Balance Sheet Doesn’t Matter
We’ve already discussed that the Fed’s balance sheet doesn’t matter to stocks, but it’s worth repeating since we have a fancy new chart from Bank of America. As you can see, the correlation between the balance sheet size and the S&P 500 has been -0.77 since 2014. It would be really easy to just follow Fed balance sheet policy when investing, but there are other factors in place such as global trends, cycles, sentiment, and fiscal policy. In more detail, the balance sheet impacts the economy in ways that can be both good or bad, which as a result impacts how the stock market responds. Simply stating that rising balance sheet equals rising stocks is wrong.

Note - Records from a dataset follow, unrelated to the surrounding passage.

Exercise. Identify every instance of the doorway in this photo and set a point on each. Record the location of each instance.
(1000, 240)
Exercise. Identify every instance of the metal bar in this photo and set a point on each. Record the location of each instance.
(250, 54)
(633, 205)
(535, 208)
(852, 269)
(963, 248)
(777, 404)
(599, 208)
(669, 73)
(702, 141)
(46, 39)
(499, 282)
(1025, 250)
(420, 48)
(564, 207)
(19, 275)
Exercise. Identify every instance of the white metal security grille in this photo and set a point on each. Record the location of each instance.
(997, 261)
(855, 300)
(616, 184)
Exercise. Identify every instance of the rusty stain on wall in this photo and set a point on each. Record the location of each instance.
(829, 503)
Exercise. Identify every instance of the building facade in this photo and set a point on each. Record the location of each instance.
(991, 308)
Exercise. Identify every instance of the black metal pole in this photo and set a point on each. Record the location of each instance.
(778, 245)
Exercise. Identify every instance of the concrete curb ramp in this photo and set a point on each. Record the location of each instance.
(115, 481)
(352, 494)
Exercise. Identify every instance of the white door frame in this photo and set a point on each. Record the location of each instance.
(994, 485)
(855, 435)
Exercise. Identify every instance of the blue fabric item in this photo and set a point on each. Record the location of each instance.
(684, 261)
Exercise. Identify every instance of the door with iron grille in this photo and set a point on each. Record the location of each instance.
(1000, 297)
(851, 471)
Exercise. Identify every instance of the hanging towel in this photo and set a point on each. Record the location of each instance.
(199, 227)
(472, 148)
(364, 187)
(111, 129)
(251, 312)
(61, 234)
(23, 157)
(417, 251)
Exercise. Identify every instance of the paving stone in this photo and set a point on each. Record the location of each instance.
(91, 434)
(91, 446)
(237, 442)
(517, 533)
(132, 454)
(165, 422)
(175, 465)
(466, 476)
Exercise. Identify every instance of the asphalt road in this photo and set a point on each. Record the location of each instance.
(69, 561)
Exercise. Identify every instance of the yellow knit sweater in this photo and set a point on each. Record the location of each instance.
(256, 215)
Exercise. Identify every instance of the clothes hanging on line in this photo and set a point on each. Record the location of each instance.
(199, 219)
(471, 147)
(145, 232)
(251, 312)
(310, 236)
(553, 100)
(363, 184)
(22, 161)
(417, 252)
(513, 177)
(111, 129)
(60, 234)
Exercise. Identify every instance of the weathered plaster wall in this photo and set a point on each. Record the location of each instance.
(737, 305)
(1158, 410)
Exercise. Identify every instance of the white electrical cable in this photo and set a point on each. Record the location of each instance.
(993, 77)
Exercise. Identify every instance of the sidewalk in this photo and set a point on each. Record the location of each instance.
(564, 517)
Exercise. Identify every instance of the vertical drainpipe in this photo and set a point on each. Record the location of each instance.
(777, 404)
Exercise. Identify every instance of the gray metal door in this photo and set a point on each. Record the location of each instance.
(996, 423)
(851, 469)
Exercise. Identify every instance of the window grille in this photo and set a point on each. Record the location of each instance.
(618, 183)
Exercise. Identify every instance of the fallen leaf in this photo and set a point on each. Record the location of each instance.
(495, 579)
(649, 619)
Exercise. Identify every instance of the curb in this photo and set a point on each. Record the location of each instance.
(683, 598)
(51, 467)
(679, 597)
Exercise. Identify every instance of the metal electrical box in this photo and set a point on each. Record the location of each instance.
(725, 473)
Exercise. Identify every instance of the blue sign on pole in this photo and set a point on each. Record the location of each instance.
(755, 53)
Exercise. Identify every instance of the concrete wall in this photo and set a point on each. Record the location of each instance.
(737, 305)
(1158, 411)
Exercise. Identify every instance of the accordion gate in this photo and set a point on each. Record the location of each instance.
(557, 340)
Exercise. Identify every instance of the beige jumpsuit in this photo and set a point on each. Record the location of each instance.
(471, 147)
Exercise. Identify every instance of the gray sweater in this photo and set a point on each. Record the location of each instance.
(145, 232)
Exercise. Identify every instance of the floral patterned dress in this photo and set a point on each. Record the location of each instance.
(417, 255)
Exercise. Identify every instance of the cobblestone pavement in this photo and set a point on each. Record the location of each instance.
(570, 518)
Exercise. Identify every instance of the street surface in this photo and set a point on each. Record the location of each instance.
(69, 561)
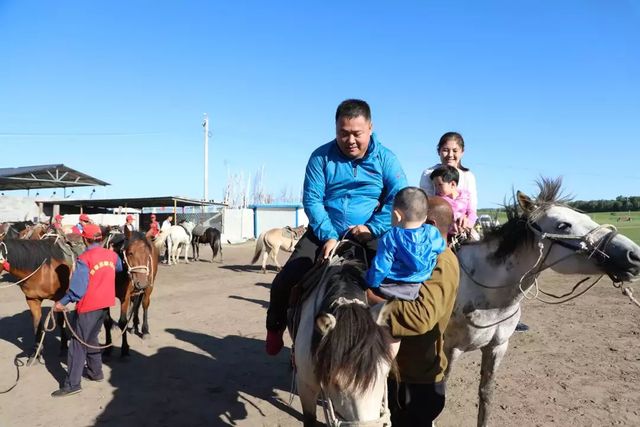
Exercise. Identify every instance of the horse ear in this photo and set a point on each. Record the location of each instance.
(325, 322)
(525, 202)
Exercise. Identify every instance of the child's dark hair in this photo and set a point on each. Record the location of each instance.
(413, 202)
(447, 173)
(452, 136)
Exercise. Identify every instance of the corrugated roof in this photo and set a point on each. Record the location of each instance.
(137, 203)
(44, 176)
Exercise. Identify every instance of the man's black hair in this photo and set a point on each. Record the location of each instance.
(352, 108)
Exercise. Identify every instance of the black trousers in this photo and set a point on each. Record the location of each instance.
(415, 405)
(87, 326)
(301, 260)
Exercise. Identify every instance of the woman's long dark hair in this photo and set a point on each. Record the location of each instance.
(455, 136)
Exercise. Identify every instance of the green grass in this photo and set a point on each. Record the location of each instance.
(631, 229)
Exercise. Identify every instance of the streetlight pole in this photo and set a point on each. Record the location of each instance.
(205, 124)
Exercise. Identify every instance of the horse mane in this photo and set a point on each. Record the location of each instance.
(349, 354)
(515, 232)
(29, 254)
(138, 235)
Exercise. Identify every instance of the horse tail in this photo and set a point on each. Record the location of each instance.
(216, 245)
(349, 353)
(259, 248)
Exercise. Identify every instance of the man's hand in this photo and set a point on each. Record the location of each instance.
(328, 247)
(361, 233)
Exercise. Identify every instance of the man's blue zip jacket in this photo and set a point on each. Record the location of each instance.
(340, 192)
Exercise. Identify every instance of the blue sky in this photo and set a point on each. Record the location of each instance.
(118, 89)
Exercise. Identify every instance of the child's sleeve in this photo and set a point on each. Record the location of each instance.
(382, 262)
(470, 211)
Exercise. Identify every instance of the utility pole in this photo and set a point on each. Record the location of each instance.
(205, 125)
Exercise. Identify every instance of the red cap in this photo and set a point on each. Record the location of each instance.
(92, 231)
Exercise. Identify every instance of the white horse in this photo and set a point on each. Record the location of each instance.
(498, 272)
(340, 351)
(176, 237)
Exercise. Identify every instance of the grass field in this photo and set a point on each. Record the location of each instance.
(631, 229)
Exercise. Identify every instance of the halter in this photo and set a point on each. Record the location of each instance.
(584, 244)
(146, 269)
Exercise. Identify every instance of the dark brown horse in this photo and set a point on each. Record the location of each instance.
(42, 273)
(134, 286)
(211, 236)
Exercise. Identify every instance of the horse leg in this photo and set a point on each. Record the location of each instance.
(122, 323)
(491, 358)
(308, 398)
(145, 310)
(453, 354)
(274, 255)
(265, 257)
(136, 319)
(108, 324)
(64, 336)
(35, 306)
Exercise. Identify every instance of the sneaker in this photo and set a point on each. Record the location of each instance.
(274, 342)
(66, 392)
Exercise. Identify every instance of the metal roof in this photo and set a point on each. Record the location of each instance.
(137, 203)
(44, 176)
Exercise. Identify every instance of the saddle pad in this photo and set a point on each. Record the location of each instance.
(198, 230)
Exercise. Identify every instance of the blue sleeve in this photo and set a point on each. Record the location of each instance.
(313, 199)
(382, 262)
(393, 180)
(118, 264)
(78, 284)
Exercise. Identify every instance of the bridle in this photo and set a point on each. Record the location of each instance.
(147, 270)
(586, 244)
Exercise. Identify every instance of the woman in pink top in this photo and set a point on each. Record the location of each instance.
(451, 150)
(445, 182)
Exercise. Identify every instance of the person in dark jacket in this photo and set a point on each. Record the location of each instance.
(407, 253)
(92, 288)
(349, 187)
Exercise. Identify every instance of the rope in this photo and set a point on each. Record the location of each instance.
(25, 278)
(628, 292)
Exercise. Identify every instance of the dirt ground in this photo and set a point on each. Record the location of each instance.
(204, 364)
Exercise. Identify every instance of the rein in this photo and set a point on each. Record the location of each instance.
(586, 245)
(5, 261)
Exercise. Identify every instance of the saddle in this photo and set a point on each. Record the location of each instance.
(292, 233)
(198, 230)
(300, 292)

Don’t bother worrying how stocks have done recently when determining when to invest. Don’t just wait for a pullback. Follow the fundamentals of both companies and the economy. In the S&P 500, it has historically not made sense to wait to buy the index until it falls. However, that’s not an absolute rule. In other markets, it’s not so simple and the S&P 500 might not continue its fantastic run in the past century. Some valuation metrics show stocks are stretched too high, but recognize that strong EPS growth is coming outside of Q1 which will be hurt by the coronavirus. With zero fee trading, more retail investors have started participating and posting about their trades. Don’t follow their trades blindly, but also don’t think to sell just because they are buying. Finally, the Fed’s balance sheet isn’t correlated with the S&P 500.